Así se refería en El otro lado de la moneda al gobierno de Ulises Ruiz Ortiz durante el levantamiento social de 2006: “La mayoría del pueblo de Oaxaca lucha a expensas y bajo los riesgos infames de liberarse de un hombre que en mala hora llegó al gobierno del estado y que impunemente ha enlutado hogares; otros padecen el efecto de la injusticia de tener a uno de sus integrantes en la cárcel, otros experimentan la zozobra y otros muchos con la huella de la tortura física y psicológica.

“La crisis de Oaxaca tiene nombre y apellido y se llama Ulises Ruiz Ortiz. Éste no supo dirigir al pueblo en paz, le faltó visión política, le faltó corazón, le sobran vísceras. Esta crisis que todos lamentamos refleja un escape de las virtudes fundamentales y de los valores que han dado forma a grandes naciones, pero que éstas se forjan con talento, paciencia y dirección efectiva.”

La crítica a los medios de comunicación y periodistas también era aguda, pues decía que en tiempos de crisis política y social se ponía al descubierto “la poca ética de no pocos periodistas… que en aras de la libertad de expresión manipulan y ocultan la verdad de los acontecimientos a la sociedad”.

Respecto de los principios de informar veraz y oportunamente, decía, ocurre lo contrario con el periodismo, que ahora “es negocio de mercenarios que viven engañados sobre este honroso quehacer y que es un tesoro que se debe guardar y proteger”.

Del movimiento magisterial y de la APPO, enaltecía el valor y las agallas de quienes se atrevían a cerrar las avenidas o tomar las estaciones de radio para difundir mensajes a la comunidad, exigir justicia y cambios para la sociedad.

“Hazaña de valientes mujeres”, encabezaba la plana de El Gráfico, para luego seguir: “Cuando una mujer avanza, no hay hombre que se detenga”.

Se refería a la toma del Canal 9 de televisión por mujeres de la APPO y del magisterio.

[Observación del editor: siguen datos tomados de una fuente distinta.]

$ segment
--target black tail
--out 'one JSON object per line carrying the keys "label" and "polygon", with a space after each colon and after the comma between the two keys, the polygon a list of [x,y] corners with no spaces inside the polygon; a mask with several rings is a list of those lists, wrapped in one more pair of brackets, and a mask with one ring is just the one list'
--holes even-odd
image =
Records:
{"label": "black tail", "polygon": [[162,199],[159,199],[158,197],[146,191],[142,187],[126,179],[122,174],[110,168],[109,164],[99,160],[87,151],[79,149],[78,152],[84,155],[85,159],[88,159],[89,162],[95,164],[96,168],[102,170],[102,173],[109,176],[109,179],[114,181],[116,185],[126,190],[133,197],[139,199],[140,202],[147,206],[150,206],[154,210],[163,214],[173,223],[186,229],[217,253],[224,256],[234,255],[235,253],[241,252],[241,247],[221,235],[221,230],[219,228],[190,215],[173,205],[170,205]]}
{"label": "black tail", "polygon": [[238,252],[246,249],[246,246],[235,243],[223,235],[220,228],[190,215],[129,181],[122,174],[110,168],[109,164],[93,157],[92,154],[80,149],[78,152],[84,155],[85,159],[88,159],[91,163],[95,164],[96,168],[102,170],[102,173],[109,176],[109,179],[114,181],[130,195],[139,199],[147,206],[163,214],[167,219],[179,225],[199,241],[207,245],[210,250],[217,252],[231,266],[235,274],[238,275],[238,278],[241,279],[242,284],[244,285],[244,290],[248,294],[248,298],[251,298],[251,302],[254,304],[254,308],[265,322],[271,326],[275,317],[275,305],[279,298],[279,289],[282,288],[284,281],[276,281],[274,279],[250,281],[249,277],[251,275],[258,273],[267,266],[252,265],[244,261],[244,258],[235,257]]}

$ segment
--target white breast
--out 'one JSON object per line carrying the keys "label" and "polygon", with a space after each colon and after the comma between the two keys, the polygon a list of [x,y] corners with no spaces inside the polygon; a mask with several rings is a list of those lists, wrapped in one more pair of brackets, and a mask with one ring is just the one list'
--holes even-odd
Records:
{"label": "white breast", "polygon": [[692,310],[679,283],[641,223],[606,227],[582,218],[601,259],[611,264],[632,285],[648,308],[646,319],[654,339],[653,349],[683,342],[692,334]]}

Ellas habían salido a protestar con cacerolas y palas para exigir la salida de Ulises Ruiz Ortiz del poder estatal.

“La historia nos demuestra que los políticos y el machismo han tratado de aplastarla (a la mujer), pero esta hazaña que acaban de realizar es el mejor testimonio que nos pueden dar, al estarlas viendo en las pantallas de las televisoras hablando al pueblo lo que acontece en Oaxaca.

“Mi abuela diría: ‘esa mujer tiene la saya muy bien amarrada a la cintura’, y muy cierto, porque para lo que están haciendo dentro del pueblo hay que tener carácter y mucha entereza”, escribía en su editorial.

“Tal vez a eso querían que le bajara Raúl. Tal vez por eso lo mataron”, dice su esposa Emelia, a casi cuatro años del asesinato.

Él es el segundo de los cuatro periodistas asesinados a mano armada durante el sexenio de Ulises Ruiz Ortiz.